The improvements were made bona fide by Felix, under the honest conviction, founded on the faith of the contract, that the ground was his own. Those improvements have added to its value, and Shrieve and Hewitt have been enabled to sell the lot, at an enhanced price, in consequence of the improvements. Because Felix has been unable promptly to pay the instalments for the house and lot, or has failed to remove a fence, shall he or his assignee, not only be deprived of the land, but also of his labor? We think not: especially when that labor has added to the value of the ground retained by Hewitt and Shrieve. No one should be enriched by the labor of another. And while a court of equity may refuse its aid to enforce the contract specifically, it will not impose so severe a penalty on Felix as to take from him his labor, and bestow it upon his adversaries. It would be unconscientious in them to enjoy it. Suppose Felix had placed upon the lot a steam mill worth five thousand dollars, would it be equitable, because of the failure of Felix a few months, to make payment of the instalments for the house and lot, to permit Hewitt and Shrieve to sell the lot and steam-mill, pocket the proceeds, and make no compensation to Felix or his assignee? Such a case would be so glaringly unjust as to strike every person at first blush. The amount or value of the improvements cannot render it less inequitable.

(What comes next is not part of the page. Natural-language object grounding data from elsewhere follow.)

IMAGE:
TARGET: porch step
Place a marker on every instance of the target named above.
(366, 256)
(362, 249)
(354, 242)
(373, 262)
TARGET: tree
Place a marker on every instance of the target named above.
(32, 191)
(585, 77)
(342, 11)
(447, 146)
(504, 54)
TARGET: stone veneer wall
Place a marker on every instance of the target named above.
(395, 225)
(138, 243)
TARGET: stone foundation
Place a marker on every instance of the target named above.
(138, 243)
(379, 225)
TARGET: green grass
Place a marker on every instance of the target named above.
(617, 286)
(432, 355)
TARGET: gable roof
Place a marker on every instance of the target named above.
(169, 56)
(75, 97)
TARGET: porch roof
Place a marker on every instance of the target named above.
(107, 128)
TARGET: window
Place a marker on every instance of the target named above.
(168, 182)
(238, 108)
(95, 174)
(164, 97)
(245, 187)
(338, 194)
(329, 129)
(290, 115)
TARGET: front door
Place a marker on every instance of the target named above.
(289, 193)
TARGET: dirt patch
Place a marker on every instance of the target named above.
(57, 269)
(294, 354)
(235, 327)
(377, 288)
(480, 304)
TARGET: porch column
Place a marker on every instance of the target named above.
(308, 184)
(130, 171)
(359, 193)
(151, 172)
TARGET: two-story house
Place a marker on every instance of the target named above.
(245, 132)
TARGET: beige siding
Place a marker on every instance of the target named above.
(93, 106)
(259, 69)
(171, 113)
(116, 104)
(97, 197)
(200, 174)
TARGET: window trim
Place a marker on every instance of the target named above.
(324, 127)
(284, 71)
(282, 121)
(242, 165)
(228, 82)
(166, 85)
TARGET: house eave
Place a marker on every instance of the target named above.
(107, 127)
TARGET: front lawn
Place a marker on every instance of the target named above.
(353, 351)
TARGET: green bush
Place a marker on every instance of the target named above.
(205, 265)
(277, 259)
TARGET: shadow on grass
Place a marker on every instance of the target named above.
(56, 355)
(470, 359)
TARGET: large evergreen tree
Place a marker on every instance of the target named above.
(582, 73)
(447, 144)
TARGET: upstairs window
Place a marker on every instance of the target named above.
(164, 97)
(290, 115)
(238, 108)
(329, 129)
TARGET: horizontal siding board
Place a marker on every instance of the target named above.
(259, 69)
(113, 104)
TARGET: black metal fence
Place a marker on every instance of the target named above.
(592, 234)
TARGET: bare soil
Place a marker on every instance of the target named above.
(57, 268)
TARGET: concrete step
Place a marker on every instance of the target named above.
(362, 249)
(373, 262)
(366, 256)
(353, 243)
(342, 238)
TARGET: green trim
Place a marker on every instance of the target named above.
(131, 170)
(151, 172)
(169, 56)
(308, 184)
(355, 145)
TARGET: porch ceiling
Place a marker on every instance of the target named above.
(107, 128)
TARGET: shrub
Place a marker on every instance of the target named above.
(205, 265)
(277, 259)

But in this case, Hewitt cannot have been essentially injured, by the failure of Felix to make prompt payment. He not only made sale of the lot, but he, by the permission of Felix, also sold the house and lot to Jameson, and received and secured the payment of the precise sum, which Felix was to give him for them.

We are also satisfied, that the Circuit Court did not err, in committing the assessment of the rents, improvements &c. to a commissioner, rather than to a jury.

It is competent for the Chancellor to adopt either mode. He may select his own agents to make the assessment, subject to his supervision and control; or direct an issue to be made up, and submitted to a jury to make the assessment.

No objection was made to the commissioner’s report *168in the Circuit Court, and we perceive no error in it, to the prejudice of the appellants.

It is, therefore, the opinion of the Court that the decree of the Circuit Court be affirmed.